The Times profiles Ian Buruma, the author (Murder in Amsterdam) who recently became the editor of the New York Review of Books. He is not interested in trying to fill the shoes of his predecessor, the notoriously dedicated and much-loved Robert Silvers. Says Buruma of the NYRB under Silvers: “It was a monarchy.” Now, Buruma says, “perhaps it will be a slightly more democratic operation. Certainly I think I’ll be more collaborative. One great strength of The Review at the moment is that it has a number of very, very bright young editors who know more about certain things than I do.”

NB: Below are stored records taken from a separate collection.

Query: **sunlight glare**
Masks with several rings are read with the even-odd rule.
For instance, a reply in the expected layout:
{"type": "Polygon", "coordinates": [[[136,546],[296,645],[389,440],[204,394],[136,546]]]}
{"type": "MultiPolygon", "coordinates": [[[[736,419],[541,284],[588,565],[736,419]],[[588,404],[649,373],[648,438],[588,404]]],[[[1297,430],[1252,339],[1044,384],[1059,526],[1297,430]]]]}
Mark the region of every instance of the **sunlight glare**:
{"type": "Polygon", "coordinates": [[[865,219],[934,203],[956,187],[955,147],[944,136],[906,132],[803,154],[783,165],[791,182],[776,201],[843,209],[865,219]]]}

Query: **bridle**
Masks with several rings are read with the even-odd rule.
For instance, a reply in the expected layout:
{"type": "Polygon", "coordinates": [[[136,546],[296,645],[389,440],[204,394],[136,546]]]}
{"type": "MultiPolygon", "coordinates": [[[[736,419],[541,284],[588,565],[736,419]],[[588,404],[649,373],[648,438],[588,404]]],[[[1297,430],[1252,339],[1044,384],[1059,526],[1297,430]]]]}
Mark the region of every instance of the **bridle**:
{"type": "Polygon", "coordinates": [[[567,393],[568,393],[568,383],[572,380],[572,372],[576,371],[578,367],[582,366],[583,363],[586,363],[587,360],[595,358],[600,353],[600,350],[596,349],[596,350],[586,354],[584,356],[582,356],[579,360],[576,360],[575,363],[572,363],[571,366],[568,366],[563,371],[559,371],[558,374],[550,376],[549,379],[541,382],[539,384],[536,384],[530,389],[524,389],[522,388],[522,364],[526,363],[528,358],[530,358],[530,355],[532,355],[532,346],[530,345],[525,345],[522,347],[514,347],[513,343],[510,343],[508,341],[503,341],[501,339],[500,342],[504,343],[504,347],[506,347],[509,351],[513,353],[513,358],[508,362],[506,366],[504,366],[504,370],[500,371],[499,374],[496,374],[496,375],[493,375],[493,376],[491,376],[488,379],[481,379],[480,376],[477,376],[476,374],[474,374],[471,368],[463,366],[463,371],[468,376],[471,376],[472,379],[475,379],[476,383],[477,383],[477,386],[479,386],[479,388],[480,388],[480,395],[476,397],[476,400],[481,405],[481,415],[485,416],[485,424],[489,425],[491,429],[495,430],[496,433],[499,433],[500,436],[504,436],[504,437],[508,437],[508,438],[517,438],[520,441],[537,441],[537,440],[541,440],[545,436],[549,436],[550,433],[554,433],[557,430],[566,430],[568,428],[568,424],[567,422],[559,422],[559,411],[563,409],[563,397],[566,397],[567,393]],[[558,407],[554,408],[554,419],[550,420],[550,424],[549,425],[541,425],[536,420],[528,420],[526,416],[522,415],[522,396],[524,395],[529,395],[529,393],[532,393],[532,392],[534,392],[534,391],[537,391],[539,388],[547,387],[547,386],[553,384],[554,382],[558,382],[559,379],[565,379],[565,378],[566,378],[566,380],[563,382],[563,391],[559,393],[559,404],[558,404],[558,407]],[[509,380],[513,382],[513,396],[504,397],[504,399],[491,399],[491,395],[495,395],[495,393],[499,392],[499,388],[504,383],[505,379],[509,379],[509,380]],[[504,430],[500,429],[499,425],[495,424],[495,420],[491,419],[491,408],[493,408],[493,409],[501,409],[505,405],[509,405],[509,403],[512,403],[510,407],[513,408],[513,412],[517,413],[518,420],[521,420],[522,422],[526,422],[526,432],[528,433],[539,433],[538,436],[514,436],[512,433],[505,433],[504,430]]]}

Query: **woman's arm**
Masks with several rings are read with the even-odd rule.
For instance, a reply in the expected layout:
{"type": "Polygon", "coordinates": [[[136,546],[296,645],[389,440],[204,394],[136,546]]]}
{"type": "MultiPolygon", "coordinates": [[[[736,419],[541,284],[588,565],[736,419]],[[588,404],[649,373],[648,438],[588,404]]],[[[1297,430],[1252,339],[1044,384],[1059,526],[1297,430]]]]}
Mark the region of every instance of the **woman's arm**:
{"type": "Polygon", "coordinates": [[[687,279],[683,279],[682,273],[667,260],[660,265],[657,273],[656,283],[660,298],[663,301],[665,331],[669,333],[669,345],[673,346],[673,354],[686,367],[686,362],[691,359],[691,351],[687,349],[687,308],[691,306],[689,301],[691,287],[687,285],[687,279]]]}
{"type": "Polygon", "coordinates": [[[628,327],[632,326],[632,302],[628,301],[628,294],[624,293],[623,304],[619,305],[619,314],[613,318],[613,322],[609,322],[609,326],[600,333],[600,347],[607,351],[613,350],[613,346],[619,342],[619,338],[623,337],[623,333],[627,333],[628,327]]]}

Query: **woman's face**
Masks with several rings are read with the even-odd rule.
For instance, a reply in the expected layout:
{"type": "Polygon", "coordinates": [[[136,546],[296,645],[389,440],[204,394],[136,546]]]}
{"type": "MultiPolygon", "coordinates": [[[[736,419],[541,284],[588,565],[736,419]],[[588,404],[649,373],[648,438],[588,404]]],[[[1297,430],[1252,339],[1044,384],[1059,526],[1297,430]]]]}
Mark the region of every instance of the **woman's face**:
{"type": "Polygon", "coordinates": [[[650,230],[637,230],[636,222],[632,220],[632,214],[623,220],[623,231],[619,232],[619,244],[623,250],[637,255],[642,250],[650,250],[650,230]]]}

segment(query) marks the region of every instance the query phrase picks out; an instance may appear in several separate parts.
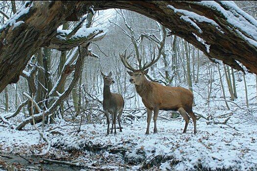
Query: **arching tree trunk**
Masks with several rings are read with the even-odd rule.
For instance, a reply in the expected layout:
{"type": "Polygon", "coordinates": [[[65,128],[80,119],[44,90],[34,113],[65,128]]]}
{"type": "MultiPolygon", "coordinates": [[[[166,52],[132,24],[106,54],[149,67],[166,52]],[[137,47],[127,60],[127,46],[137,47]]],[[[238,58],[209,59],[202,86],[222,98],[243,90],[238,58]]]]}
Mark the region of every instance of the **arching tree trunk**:
{"type": "Polygon", "coordinates": [[[257,73],[257,22],[230,1],[30,1],[0,28],[0,92],[19,80],[39,48],[68,50],[88,42],[81,40],[70,45],[70,37],[58,39],[57,28],[78,20],[93,6],[94,10],[121,8],[144,15],[194,45],[211,61],[216,59],[243,71],[238,61],[257,73]]]}

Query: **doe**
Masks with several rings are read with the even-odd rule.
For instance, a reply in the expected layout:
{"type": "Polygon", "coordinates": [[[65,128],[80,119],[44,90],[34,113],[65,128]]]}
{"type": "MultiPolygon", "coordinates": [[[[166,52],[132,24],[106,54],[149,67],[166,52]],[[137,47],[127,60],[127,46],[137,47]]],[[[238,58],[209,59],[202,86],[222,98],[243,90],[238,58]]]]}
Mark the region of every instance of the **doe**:
{"type": "Polygon", "coordinates": [[[111,92],[110,86],[115,83],[111,77],[112,72],[110,72],[108,75],[105,75],[102,72],[101,73],[104,80],[103,107],[104,114],[107,118],[107,134],[109,134],[110,132],[109,113],[111,113],[112,115],[113,121],[111,133],[113,133],[113,128],[114,126],[114,134],[116,134],[116,120],[118,113],[117,119],[119,131],[122,131],[120,126],[120,117],[124,108],[124,100],[121,94],[111,92]]]}

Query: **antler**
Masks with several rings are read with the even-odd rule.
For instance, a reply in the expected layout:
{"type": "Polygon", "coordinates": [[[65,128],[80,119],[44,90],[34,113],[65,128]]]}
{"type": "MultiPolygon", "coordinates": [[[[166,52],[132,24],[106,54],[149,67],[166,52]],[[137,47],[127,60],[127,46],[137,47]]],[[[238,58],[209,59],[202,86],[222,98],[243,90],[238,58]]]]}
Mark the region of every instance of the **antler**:
{"type": "Polygon", "coordinates": [[[131,53],[128,56],[128,57],[127,57],[126,56],[126,51],[127,51],[127,50],[125,50],[125,52],[123,54],[122,54],[122,55],[121,54],[119,54],[119,57],[120,57],[120,60],[121,60],[121,62],[125,66],[125,67],[126,67],[127,68],[128,68],[128,69],[132,71],[135,71],[136,70],[136,69],[133,68],[133,67],[132,66],[131,66],[128,63],[128,61],[127,60],[130,58],[132,55],[132,53],[133,53],[133,52],[131,52],[131,53]]]}
{"type": "Polygon", "coordinates": [[[140,68],[142,70],[144,70],[146,69],[149,68],[150,66],[152,66],[153,64],[155,64],[157,61],[158,61],[159,59],[160,59],[160,57],[161,57],[161,55],[162,55],[162,50],[163,49],[163,47],[164,46],[164,43],[163,43],[163,42],[161,43],[161,46],[158,48],[158,55],[157,56],[157,58],[155,58],[155,48],[154,49],[154,57],[151,62],[149,63],[148,64],[146,64],[146,63],[144,64],[143,67],[142,68],[140,68]]]}

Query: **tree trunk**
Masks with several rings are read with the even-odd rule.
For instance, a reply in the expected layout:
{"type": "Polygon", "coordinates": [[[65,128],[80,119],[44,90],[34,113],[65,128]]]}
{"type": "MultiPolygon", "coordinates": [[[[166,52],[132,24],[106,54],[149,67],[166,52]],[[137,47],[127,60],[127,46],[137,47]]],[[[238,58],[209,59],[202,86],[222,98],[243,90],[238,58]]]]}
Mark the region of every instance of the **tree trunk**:
{"type": "Polygon", "coordinates": [[[190,48],[189,48],[189,44],[186,41],[184,42],[184,45],[186,57],[187,57],[187,73],[188,82],[188,87],[189,89],[192,92],[192,78],[191,77],[191,69],[190,68],[190,48]]]}
{"type": "Polygon", "coordinates": [[[4,96],[5,97],[5,112],[9,112],[9,98],[8,97],[7,87],[4,88],[4,96]]]}
{"type": "Polygon", "coordinates": [[[229,106],[229,105],[228,105],[228,102],[227,102],[227,101],[226,101],[226,94],[225,94],[224,86],[223,86],[223,83],[222,82],[222,78],[221,77],[221,74],[220,73],[219,64],[218,65],[218,71],[219,71],[219,80],[220,81],[220,86],[221,87],[221,89],[222,90],[222,94],[223,94],[223,98],[225,100],[225,103],[226,104],[226,106],[227,107],[228,110],[230,110],[230,108],[229,106]]]}
{"type": "Polygon", "coordinates": [[[244,88],[245,91],[245,104],[247,108],[249,107],[249,103],[248,102],[248,94],[247,93],[247,86],[246,85],[246,81],[245,80],[245,74],[243,73],[244,78],[244,88]]]}
{"type": "Polygon", "coordinates": [[[247,27],[256,32],[257,26],[251,23],[255,21],[226,1],[27,1],[21,12],[10,19],[21,21],[20,24],[15,27],[13,22],[7,22],[0,28],[0,92],[8,84],[17,82],[37,50],[56,43],[57,28],[60,25],[67,21],[78,21],[92,6],[94,10],[121,8],[144,15],[169,29],[170,34],[194,45],[211,61],[221,60],[244,72],[238,61],[249,71],[257,73],[257,46],[255,45],[257,39],[252,32],[244,30],[247,27]],[[187,16],[184,13],[187,11],[193,15],[187,16]],[[25,15],[22,15],[25,11],[25,15]],[[185,20],[187,17],[194,24],[185,20]],[[238,18],[240,21],[237,20],[238,18]],[[233,24],[236,21],[238,24],[233,24]],[[243,23],[247,26],[241,27],[243,23]],[[207,49],[205,44],[210,45],[210,48],[207,49]]]}

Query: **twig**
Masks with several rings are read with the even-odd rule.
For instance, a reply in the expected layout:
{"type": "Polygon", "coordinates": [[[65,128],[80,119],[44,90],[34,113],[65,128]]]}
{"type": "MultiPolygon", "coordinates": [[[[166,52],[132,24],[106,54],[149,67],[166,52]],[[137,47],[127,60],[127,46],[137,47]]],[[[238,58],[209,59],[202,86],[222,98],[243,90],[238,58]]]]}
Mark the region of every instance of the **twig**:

Most descriptions of the writing life are dull, but novelist Roddy Doyle has written an evocative and entertaining essay about his habits of writing over the years. “My office is in the attic. I bring a mug of green tea up with me. It used to be coffee but the coffee I drink in the early morning is so strong it’s possibly illegal, so green tea it is—good for the cholesterol, bad for the self-respect. When I was a teacher I used to meet hundreds of people every day. A bell would go every 40 minutes; the day was full of human noise. Then, after June 1993, I was alone. I was happy enough but the working day yawned; the silence wasn’t eerie but I didn’t like it. A friend suggested music. That seems odd now, that someone had to persuade the man who wrote The Commitments that he might enjoy listening to music while he worked.”
“Have Nobel prizes gone to known gay aesthetes before,” writes Eileen Myles in a tribute to John Ashbery. “Ones who make light of it, and that it is pretty much everything. That was John’s great subject. Everything. Subjectivity itself.” And at the Library of America website, writers Star Black, Jed Perl, Charles Bernstein, Anne Waldman, Marjorie Perloff, and others remember the poet.
Village Voice alumni organized a reunion party in New York City this weekend, bringing together editors and writers including Susan Brownmiller, James Wolcott, Toure, Michael Tomasky, Robert Christgau, Jennifer Gonnerman, James Hannaham, and many others.